The reference to resource limitations recalled a phrase Bauer used when I asked whether the growth of integrative services continued after the 2013 endpoint in the chart above. He had stated that while growth has leveled off a little, “demand is always outstripping capacity.” Demand, a.k.a. patient interest and satisfaction, apparently, is not enough. Nor is demand plus the science produced under the Mayo model. Bauer spoke bluntly, with an interesting word choice, about the limits to the inclusion of integrative services:

The limiting factor at this time is mostly societal. If a patient wants it, few would say no – they say ‘that’s fantastic – but is it covered?’ I think it’s a society thing now, that it’s not covered.

The “societal thing” is money – the decision by public or private entities to make the investment in services and relationships. The barrier brought to mind the remarkable action in 2017 by the National Association of Attorneys General. The organization stepped out of its usual lane on a societal issue, appealing to insurers to help fight the opioid crisis by covering more non-pharmacologic services. Bauer’s comment on limits also reminded me of a poem by the 19th century French poet Arthur Rimbaud in which the protagonist’s overtures toward a relationship are blunted by a query about his job status.

Bauer believes “we can help the societal thing.” He points to the pain guidelines supporting non-pharma approaches that the Joint Commission promulgated after the Consortium’s work in promoting an evidence review. The accreditation tweak by the Joint Commission mandate adds a modicum of police power toward what Bauer envisions: “It always comes down to the patient.
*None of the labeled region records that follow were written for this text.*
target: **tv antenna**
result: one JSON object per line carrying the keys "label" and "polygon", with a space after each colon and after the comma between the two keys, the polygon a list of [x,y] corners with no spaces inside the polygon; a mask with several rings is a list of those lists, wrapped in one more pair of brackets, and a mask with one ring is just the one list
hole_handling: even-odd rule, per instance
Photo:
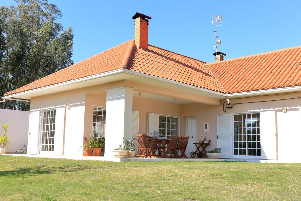
{"label": "tv antenna", "polygon": [[214,38],[216,39],[216,45],[214,46],[214,49],[216,52],[218,52],[217,45],[222,43],[222,41],[219,39],[217,35],[217,27],[222,26],[222,18],[221,14],[214,14],[212,15],[212,25],[216,26],[216,29],[214,31]]}

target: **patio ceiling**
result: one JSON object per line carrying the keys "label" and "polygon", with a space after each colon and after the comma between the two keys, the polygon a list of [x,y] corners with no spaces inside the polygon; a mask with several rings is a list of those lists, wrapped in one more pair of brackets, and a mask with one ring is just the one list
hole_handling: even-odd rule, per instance
{"label": "patio ceiling", "polygon": [[[139,93],[140,93],[140,95]],[[178,99],[176,97],[160,96],[135,90],[134,90],[133,92],[133,96],[136,97],[155,100],[177,104],[188,104],[195,102],[193,101],[190,101],[186,100]]]}

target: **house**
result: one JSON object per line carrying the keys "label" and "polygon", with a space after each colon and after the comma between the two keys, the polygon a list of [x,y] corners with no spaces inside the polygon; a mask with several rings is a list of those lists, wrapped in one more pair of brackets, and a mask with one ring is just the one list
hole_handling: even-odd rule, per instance
{"label": "house", "polygon": [[301,161],[301,46],[207,63],[148,44],[151,18],[137,13],[135,40],[5,94],[30,100],[28,154],[82,155],[83,137],[154,131],[205,137],[225,159]]}

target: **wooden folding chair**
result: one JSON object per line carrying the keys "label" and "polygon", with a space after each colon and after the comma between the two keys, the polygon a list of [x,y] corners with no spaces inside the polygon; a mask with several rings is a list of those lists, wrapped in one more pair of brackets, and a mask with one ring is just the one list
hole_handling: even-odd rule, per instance
{"label": "wooden folding chair", "polygon": [[182,136],[181,137],[181,141],[180,142],[180,144],[177,149],[177,152],[178,152],[179,151],[181,152],[181,155],[178,156],[180,158],[182,157],[184,157],[185,159],[187,158],[187,157],[185,155],[185,151],[186,151],[186,148],[187,147],[189,139],[189,136]]}
{"label": "wooden folding chair", "polygon": [[[174,157],[177,158],[178,156],[177,153],[177,144],[178,143],[178,140],[179,139],[179,136],[177,135],[172,135],[170,137],[170,141],[167,146],[166,151],[164,149],[162,149],[162,158],[165,158],[165,156],[168,156],[169,158]],[[170,155],[167,155],[168,151],[170,150]]]}
{"label": "wooden folding chair", "polygon": [[[150,150],[151,152],[150,155],[156,156],[161,155],[161,151],[159,150],[160,148],[158,146],[158,144],[156,143],[152,143],[151,140],[154,140],[154,137],[147,136],[146,140],[147,143],[147,146],[150,147],[151,149]],[[156,153],[156,152],[158,151],[158,153]]]}
{"label": "wooden folding chair", "polygon": [[147,158],[149,156],[151,158],[150,153],[152,149],[147,146],[146,140],[146,135],[145,134],[137,134],[137,140],[138,141],[138,153],[137,157]]}

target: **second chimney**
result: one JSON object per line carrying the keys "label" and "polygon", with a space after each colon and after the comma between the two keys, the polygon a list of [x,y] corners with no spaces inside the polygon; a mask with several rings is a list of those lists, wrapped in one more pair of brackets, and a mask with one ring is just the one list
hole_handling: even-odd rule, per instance
{"label": "second chimney", "polygon": [[133,16],[135,20],[135,44],[138,48],[148,48],[148,20],[151,17],[138,12]]}
{"label": "second chimney", "polygon": [[225,54],[220,52],[216,52],[213,53],[213,55],[215,56],[216,61],[224,61],[224,56],[226,56]]}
If we open the integrative tool-kit, we have 10-20 different things we can do for patients.  The evidence based approaches need to be on the table.”
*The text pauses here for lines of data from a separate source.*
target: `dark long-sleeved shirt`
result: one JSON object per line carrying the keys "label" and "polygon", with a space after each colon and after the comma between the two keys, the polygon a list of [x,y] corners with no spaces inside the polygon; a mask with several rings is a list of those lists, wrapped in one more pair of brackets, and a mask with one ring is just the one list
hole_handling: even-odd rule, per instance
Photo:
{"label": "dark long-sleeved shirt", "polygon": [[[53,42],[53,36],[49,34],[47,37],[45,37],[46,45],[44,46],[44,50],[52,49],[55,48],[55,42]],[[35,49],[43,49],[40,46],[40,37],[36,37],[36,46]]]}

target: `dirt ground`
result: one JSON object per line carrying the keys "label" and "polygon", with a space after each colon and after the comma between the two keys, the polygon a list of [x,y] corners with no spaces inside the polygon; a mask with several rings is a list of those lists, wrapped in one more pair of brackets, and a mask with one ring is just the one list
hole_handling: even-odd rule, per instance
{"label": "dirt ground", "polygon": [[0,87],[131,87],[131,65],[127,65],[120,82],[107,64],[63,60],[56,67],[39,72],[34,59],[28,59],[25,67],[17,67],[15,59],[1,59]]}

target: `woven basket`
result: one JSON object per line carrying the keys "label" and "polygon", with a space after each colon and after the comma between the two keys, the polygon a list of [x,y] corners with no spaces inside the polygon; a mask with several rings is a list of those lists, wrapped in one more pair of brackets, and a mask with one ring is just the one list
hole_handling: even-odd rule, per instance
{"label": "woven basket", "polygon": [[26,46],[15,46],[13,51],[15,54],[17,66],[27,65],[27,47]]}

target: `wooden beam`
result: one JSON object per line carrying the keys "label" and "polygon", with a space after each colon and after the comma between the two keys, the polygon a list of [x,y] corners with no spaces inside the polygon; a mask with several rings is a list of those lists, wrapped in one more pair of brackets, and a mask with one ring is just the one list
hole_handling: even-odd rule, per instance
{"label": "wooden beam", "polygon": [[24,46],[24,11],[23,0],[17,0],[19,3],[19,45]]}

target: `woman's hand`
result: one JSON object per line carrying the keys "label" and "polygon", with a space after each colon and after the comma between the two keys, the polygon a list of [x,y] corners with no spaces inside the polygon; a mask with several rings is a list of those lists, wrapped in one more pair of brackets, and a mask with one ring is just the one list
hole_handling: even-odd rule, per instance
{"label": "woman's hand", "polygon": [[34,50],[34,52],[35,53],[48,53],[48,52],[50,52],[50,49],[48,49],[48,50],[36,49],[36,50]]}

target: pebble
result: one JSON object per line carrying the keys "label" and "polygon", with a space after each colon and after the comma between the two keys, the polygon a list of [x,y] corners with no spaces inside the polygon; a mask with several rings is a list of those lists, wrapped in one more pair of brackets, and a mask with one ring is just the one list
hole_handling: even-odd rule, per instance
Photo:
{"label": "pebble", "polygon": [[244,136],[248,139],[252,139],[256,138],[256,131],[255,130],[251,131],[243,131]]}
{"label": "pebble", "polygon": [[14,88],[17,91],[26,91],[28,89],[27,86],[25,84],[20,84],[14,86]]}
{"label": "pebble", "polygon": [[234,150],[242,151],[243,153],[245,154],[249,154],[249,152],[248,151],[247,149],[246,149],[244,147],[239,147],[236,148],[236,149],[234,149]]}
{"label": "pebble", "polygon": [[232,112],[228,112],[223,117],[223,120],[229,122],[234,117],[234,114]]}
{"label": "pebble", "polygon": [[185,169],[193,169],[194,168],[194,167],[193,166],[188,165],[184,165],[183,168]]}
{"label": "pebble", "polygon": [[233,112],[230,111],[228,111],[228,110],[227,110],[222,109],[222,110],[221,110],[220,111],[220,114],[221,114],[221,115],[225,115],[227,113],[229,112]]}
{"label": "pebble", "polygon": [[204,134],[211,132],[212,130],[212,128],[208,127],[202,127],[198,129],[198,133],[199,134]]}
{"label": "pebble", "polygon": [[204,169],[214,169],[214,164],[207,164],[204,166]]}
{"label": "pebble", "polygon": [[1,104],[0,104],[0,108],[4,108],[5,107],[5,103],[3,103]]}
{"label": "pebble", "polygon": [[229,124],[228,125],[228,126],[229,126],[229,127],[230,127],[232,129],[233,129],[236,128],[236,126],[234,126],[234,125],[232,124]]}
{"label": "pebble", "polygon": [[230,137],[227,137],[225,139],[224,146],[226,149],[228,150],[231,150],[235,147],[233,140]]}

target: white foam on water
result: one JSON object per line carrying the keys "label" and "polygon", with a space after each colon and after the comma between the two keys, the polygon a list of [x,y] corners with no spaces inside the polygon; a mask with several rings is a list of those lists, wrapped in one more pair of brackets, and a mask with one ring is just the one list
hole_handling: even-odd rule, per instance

In Bauer’s account, Lucy Gonda’s strategic investment helped propel Mayo clinical care to a point in which the “philosophical challenges” to integrative medicine and health may no longer be barriers. Raw prejudice no longer dictates whether formerly denied classes of non-pharma practitioners and services are included, and more expansive, cross-cultural, interprofessional, and inter-institutional relationships are considered.
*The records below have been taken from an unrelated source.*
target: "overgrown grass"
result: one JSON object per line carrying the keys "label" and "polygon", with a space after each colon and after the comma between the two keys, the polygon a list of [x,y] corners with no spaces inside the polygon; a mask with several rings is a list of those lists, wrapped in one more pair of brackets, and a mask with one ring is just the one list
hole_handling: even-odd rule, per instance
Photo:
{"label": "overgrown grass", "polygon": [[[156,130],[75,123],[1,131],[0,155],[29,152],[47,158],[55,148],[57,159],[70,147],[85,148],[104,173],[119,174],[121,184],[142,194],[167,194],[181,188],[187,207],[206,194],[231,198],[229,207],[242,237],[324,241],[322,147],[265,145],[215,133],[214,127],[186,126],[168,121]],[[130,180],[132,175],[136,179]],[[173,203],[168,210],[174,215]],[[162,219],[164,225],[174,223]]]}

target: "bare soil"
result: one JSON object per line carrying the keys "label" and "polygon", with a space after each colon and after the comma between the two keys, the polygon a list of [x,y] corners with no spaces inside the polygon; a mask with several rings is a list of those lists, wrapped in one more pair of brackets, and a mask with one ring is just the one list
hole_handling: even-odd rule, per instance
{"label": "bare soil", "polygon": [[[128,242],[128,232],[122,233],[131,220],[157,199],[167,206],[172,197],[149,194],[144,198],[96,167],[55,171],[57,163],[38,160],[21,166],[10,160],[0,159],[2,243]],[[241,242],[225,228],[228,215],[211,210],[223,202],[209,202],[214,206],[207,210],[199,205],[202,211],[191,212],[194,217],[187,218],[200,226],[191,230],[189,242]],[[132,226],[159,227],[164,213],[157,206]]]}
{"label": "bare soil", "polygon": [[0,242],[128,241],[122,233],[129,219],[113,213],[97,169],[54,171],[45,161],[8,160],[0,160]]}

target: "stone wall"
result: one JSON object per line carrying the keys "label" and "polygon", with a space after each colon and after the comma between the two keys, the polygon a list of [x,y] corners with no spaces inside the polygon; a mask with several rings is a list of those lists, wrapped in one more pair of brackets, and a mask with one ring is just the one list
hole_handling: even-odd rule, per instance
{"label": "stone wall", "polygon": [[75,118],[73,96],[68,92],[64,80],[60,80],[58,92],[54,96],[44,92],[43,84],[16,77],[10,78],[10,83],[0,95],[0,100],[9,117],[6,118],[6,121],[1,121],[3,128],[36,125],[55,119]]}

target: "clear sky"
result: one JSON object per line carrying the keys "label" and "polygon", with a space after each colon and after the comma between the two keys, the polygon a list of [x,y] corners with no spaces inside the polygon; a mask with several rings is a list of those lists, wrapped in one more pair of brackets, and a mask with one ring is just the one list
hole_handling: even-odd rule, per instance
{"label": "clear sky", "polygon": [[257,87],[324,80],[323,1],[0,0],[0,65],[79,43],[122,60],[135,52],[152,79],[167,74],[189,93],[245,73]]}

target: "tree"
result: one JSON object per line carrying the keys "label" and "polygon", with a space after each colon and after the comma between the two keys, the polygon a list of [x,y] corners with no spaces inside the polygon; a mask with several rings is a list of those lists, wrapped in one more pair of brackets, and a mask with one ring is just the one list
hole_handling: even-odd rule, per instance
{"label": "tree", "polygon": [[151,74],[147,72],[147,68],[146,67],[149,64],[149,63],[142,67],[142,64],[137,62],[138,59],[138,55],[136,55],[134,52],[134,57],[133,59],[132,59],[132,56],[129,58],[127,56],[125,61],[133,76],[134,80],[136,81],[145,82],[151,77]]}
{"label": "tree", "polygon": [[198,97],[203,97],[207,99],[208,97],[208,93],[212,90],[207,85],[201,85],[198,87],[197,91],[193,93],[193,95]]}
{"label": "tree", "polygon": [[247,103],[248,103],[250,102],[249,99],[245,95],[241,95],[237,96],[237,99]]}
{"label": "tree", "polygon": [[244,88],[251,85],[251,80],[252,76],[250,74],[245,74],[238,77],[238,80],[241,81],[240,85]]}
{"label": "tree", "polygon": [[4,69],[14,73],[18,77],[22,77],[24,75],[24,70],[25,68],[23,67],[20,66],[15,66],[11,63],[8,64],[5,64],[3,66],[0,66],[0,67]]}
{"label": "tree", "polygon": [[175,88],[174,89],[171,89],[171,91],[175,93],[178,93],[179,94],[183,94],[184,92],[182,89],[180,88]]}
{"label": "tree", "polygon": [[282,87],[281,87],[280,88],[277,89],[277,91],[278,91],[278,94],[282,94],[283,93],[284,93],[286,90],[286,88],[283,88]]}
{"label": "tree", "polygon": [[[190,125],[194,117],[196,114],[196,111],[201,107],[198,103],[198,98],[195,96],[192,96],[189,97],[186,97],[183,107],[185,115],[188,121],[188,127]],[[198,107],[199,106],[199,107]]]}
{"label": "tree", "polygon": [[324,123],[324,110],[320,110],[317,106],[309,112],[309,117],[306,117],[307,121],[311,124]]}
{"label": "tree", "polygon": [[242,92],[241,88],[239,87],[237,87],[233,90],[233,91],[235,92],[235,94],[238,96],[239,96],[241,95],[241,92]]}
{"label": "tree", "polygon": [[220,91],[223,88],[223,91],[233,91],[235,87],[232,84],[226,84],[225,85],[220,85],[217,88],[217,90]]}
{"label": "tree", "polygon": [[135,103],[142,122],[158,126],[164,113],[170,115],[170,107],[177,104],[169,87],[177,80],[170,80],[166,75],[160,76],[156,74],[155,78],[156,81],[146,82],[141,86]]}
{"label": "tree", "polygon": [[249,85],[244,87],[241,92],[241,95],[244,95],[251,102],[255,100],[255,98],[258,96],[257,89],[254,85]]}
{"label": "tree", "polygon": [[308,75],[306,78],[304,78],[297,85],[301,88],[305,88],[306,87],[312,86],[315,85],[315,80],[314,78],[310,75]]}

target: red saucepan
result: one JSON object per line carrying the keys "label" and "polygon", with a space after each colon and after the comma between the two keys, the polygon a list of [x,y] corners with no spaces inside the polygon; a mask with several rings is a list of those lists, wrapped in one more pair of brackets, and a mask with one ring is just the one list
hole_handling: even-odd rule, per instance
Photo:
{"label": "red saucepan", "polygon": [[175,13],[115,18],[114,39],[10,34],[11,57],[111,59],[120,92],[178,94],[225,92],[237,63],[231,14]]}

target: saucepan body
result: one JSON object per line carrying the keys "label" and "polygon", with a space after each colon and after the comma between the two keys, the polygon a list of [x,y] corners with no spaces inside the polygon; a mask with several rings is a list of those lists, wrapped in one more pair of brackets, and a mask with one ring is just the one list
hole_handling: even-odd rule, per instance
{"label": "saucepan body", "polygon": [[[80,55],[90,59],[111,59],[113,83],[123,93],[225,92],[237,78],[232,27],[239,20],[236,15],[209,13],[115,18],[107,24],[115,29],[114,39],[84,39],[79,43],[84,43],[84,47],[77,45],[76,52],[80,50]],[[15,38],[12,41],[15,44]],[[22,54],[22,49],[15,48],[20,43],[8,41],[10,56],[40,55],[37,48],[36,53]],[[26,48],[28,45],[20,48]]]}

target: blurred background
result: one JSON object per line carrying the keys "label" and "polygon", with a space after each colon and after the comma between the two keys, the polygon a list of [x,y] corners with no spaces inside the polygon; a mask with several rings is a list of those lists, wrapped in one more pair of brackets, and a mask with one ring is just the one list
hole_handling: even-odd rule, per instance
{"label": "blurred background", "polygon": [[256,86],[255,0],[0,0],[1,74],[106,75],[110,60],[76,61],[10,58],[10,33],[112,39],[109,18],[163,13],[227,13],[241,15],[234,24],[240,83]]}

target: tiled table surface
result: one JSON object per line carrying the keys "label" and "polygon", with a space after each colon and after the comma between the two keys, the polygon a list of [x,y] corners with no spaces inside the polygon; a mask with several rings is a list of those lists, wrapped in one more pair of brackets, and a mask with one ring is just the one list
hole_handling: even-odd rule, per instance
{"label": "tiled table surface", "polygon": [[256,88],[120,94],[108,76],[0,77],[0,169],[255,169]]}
Yet the “societal” challenges that remain are, to use a framework from another contentious policy arena in the United States, historic, economic, and structural. Might the Mayo model, in the present era of integration, demand of itself, of insurers, and of policy makers that the mind of its patient interest and research evidence have a chance to be united with the body of its economic, coverage, and delivery priorities? Mayo prides itself on being extraordinary.